Connecting people to resources on Search and YouTube
Before we can connect people to timely information and resources, we need to understand their intent when they turn to Search. Earlier this year, we shared our goal to automatically and more accurately detect personal crisis searches on Google Search, with the help of AI. This week, we’re rolling out this capability across the globe. This change enables us to better understand if someone is in crisis, then present them with reliable, actionable information. Over the coming months, we’ll work with partners to identify national suicide hotlines and make these resources accessible in dozens more languages.
Beyond the immediate needs related to mental health crises, people want information along their mental health journey no matter what it looks like — including content that can help them connect with others with similar experiences. To better support these needs, YouTube recently launched its Personal Stories feature, which surfaces content from creators who share personal experiences and stories about health topics, including anxiety, depression, post-traumatic stress disorder, addiction, bipolar disease, schizophrenia and obsessive-compulsive disorder. This feature is currently available in the U.S., with plans to expand it to more regions and to cover more health issues.
Scaling an LGBTQ+ helpline to support teens around the world
Mental health challenges are particularly prevalent in the LGBTQ+ youth community, with 45% of LGBTQ+ youth reporting that they have seriously considered attempting suicide in the past year. Since 2019, Google.org has given $2.7 million to support the work of The Trevor Project, the world’s largest suicide prevention and mental health organization for LGBTQ+ young people. With the help of a technical team of Google.org Fellows, The Trevor Project built an AI system that could identify and prioritize high-risk contacts while simultaneously reaching more LGBTQ+ young people in crisis.
Today, we’re granting $2 million to The Trevor Project to help them to scale their digital crisis services to more countries, starting with Mexico. With this funding, they will continue to build and optimize a platform to help them more quickly scale their life-affirming services globally.

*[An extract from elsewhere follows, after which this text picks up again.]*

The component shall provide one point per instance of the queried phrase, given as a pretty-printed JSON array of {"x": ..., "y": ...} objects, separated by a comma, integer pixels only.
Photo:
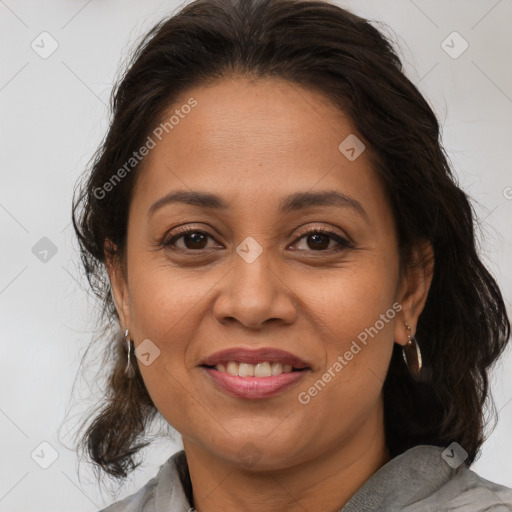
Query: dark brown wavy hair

In addition, we’ll provide volunteer support from Google’s AI experts and $500,000 in donated Search advertising to help connect young people to these valuable resources. The Trevor Project hopes that this project will help them reach more than 40 million LGBTQ+ young people worldwide who seriously consider suicide each year.
Using AI-powered tools to provide mental health support for the veteran community
That’s not the only way The Trevor Project has tapped AI to help support their mission. Last year, with the help of Google.org Fellows, they built a Crisis Contact Simulator that has helped them train thousands of counselors. Thanks to this tool, they can increase the capacity of their highly trained crisis counselors while decreasing the human effort required for training.
Now we’re supporting ReflexAI, an organization focused on building AI-powered public safety and crisis intervention tools, to develop a similar crisis simulation technology for the veteran community. The Department of Veteran Affairs reports that more than 6,000 veterans die by suicide each year. ReflexAI will receive a team of Google.org Fellows working full-time pro bono to help the organization build a training and simulation tool for veterans so they can better support each other and encourage their peers to seek additional support when needed.
Perhaps the most potent element of all, in an effective crisis service system, is relationships. To be human. To be compassionate. We know from experience that immediate access to help, hope and healing saves lives.
When it comes to mental health, the most important path forward is connection. AI and other technologies can provide timely, life-saving resources, but the goal of all these projects is to connect people to people.